Prosocial vs. Altruistic Behaviours

  • Prosocial Behaviour- Behaviour designed to help/ benefit others. May be some reward
  • Altruistic Behaviour- intrinsically motivated behaviour intended to help others without expectation of reward or acknowledgment
  • 10-12 months - Cry in response to others’ distress but not to help
  • 13-14 months - Will approach and comfort (ex. says booboo/ow, try to help)
  • 18 months - Actively offers help kids offering help more perspective taking, less ego centric. Child with more self-recognition is more prosocial and have more vocabulary -more cognitive development
  • Hamlin ET AL ’07 - Can infants evaluate a character based on prosocial or antisocial actions towards others?
  • Exp 1
  • 6-10- month old
  • Habituated to climber (red circle with eyes) tries to climb hill and is either helped by helper or hindered by hinderer.
  • On the 3rd attempt; bring both characters to baby

Almost 100% of 6-10- month old grabbed helper - attraction to helper and aversion to hinderers. preferred prosocial over antisocial.

Also used violation of expectations \rightarrow climber goes towards help/hinderer; if hinderer chosen it violates expectations.

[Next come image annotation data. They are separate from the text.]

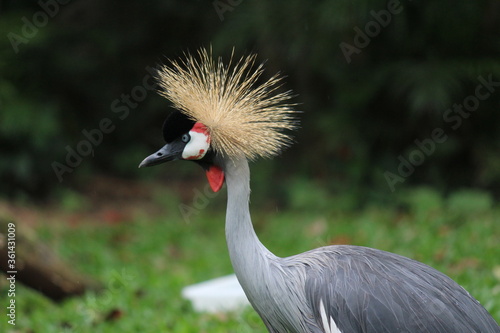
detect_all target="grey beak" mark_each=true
[139,144,179,168]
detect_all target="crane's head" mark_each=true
[139,49,297,191]
[139,111,224,192]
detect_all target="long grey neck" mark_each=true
[224,157,276,294]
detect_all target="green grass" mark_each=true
[0,188,500,333]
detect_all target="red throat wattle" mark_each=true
[207,165,224,192]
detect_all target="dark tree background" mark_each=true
[0,0,500,201]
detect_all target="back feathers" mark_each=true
[159,49,298,159]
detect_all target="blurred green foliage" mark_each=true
[0,193,500,333]
[0,0,500,200]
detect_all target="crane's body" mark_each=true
[140,51,500,333]
[224,158,500,333]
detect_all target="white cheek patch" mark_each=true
[182,123,210,160]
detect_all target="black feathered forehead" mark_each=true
[163,111,195,143]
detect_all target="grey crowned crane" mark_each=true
[139,49,500,333]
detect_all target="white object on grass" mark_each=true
[182,274,250,313]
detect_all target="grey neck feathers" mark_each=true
[224,157,276,301]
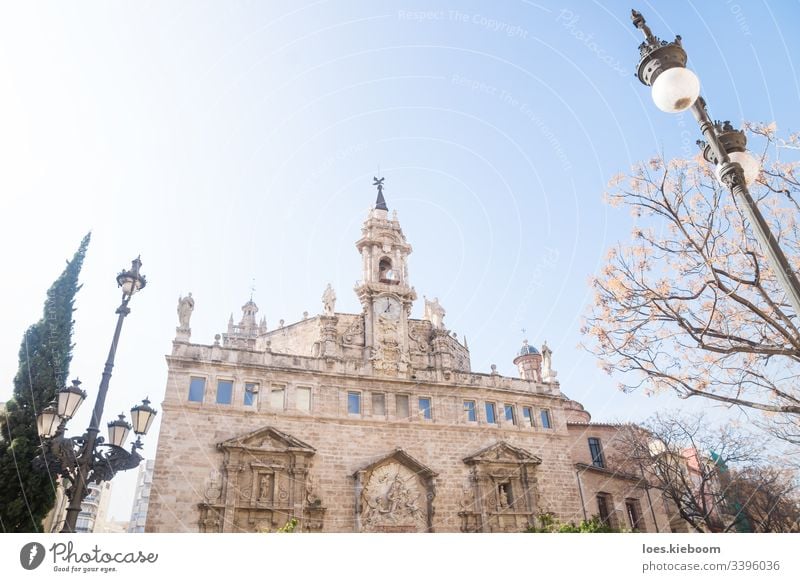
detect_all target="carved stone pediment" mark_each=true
[217,426,316,455]
[353,449,436,532]
[458,441,542,532]
[199,426,325,532]
[464,441,542,465]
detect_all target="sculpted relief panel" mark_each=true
[198,427,325,532]
[354,450,435,532]
[361,463,425,531]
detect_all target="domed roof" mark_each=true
[519,340,541,356]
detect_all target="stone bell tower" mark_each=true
[355,178,417,376]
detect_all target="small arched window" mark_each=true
[378,257,400,285]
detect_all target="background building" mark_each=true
[146,190,669,532]
[42,481,115,533]
[127,459,155,533]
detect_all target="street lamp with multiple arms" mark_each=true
[631,10,800,317]
[34,257,156,533]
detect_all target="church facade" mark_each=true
[146,186,669,532]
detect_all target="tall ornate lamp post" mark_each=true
[34,257,156,533]
[631,10,800,317]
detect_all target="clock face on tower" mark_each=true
[374,295,402,321]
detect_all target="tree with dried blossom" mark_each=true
[723,466,800,533]
[583,124,800,444]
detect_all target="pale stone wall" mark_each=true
[567,422,670,532]
[147,346,581,532]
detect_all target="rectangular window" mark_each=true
[394,394,408,420]
[244,382,258,406]
[625,499,644,531]
[294,387,311,412]
[503,404,517,424]
[597,493,611,527]
[269,388,286,410]
[189,378,206,402]
[419,397,433,420]
[372,392,386,416]
[464,400,478,422]
[486,402,497,424]
[589,437,606,469]
[347,392,361,414]
[522,406,533,426]
[217,380,233,404]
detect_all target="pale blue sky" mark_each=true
[0,0,800,519]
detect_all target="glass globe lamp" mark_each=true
[652,67,700,113]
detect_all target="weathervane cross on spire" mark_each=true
[372,176,389,210]
[372,176,386,194]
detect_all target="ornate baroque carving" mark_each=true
[354,449,436,532]
[342,316,364,346]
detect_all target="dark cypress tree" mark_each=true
[0,233,91,532]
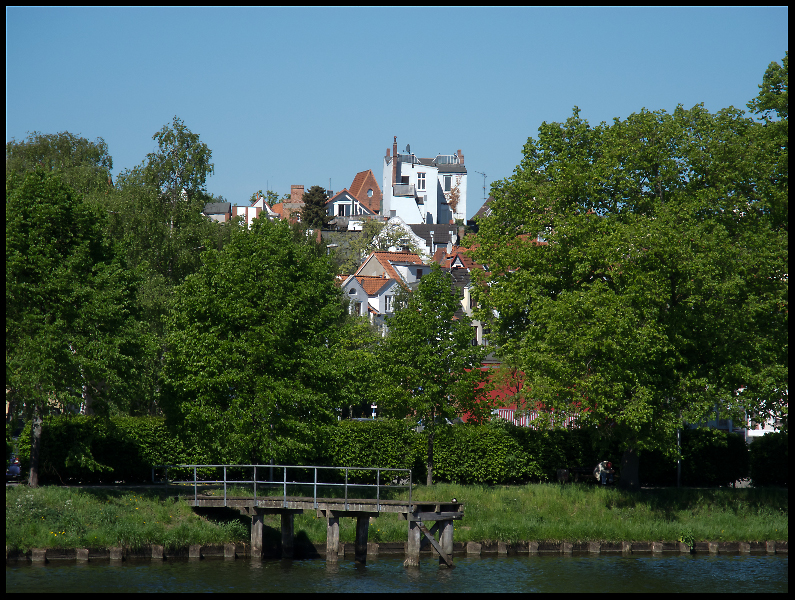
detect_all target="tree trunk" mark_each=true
[425,427,433,485]
[618,448,640,490]
[28,404,41,487]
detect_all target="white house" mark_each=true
[381,136,467,225]
[232,193,279,228]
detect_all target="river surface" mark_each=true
[6,555,789,593]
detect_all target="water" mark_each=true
[6,555,788,593]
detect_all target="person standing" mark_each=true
[593,460,615,485]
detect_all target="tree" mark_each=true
[6,170,149,487]
[379,264,488,485]
[301,185,333,229]
[6,131,113,195]
[163,219,344,464]
[473,95,788,488]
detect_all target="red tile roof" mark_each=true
[356,275,391,296]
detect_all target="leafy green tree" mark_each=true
[6,170,149,487]
[379,265,488,485]
[6,131,113,195]
[163,219,344,464]
[301,185,332,229]
[473,94,788,488]
[146,116,214,210]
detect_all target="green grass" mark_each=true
[6,484,789,549]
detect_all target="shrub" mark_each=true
[750,431,789,486]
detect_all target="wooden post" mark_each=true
[282,512,295,558]
[354,516,370,564]
[403,513,421,567]
[251,509,262,558]
[439,521,453,565]
[326,517,340,561]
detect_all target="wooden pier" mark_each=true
[152,465,464,568]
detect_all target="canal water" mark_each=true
[6,555,789,593]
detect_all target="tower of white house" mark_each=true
[381,136,467,225]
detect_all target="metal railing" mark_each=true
[152,465,412,512]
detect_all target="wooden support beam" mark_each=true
[282,512,295,558]
[417,523,453,569]
[251,509,263,558]
[326,517,340,561]
[436,521,454,567]
[354,516,370,564]
[403,521,422,567]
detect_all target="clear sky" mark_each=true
[6,6,789,217]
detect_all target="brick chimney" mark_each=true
[392,136,397,185]
[290,185,304,203]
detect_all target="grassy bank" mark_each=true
[6,484,789,549]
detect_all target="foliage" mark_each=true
[639,428,750,486]
[6,171,148,420]
[6,131,113,195]
[325,419,422,482]
[163,219,344,464]
[301,185,333,229]
[145,116,214,205]
[750,431,789,486]
[473,75,787,484]
[14,414,198,484]
[378,265,488,485]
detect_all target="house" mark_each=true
[232,192,279,227]
[273,185,304,223]
[381,136,467,225]
[342,251,428,335]
[202,202,232,223]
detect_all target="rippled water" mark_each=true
[6,555,788,593]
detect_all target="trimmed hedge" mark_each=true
[750,431,789,486]
[19,415,205,484]
[12,415,772,486]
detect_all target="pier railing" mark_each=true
[152,465,412,511]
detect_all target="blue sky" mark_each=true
[6,6,789,216]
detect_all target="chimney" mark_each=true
[290,185,304,204]
[392,136,397,185]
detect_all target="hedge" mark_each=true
[10,415,772,486]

10-month old looked longer when climber approached hinderer>helpers looked longer when climber approached hinderer > helper - 6-month old looked equally long to both events.

  • Exp 2 - Control exp = do kids just prefer helper-up motion > characters pushing downhill?
  • Repeat experiment with non-social inanimate red circle (no eyes).
  • Climber has no goals so behaviours of square/triangle (with eyes) shouldn’t be interpreted as help/hindering (just up/down).

No preference for grabbing in either age group = indicates preferences in experiment 1 were socially driven.

  • Exp3-
  • Do infants prefer helpers/dislike hinderers/both?
  • 6+10-month old
  • Choose between neutral and helper OR neutral and hinderer
  • Grabbing 6+10-month old chose helper>neutral AND neutral>hinderer - actively choosing helper & avoiding hindered

Violation of expectations \rightarrow both ages showed no preference

  • Scarf 2012 - Social evaluation or simple association?
  • Hinder trials have an aversive collision event when the climber collides with the hinder
  • Helper trials have collision event and a positive bouncing event when the climber reaches the top
  • Hamlin et al 2011 Summary
  • Not only do infants show preference for prosocial behaviour but the expect antisocial others to be punished
  • 5-month old uniformly prefer individuals acting positively to others
  • 8-month old selectively prefer characters acting positive to prosocial people and negatively to antisocial people
  • Video:
  • Infants prefer helper/3-month old look at helpers consistently prefer help and disapprove of antisocial puppets. 3-5-month old prefer helper as do 8-month old but latter also likes harmer of hinderer.
  • Another study, babies have positive feelings for puppets liking same as them and prefer harmer of puppets liking different food = bias to favour likeness is intrinsic and evolutionary predisposition for survival.
  • Other study- more tokens if equally distributed/less if take more than other children younger children choose less so they get more than other, older choose equal, 8-year old sacrifice and take less.


Aggression

  • Behaviour that intentionally harms others by inflicting pain/injury on them.
  • Instrumental - A child uses aggression to achieve a specific goal quarreling/fighting over toys/possessions.
  • Hostile - Intimidate, provoked apparently its sole goal is to intimidate, harass or humiliate. aggressive behaviour directed towards another (name calling, criticism, etc.).
  • Reactive Aggression - One child’s behaviour leads to another child’s aggression.
  • Relational Aggression - Children try to hurt others by undermining social relationships (relies on language skills. Damaging/destroying interpersonal relationships, exclusion, gossip, spoiling reputations.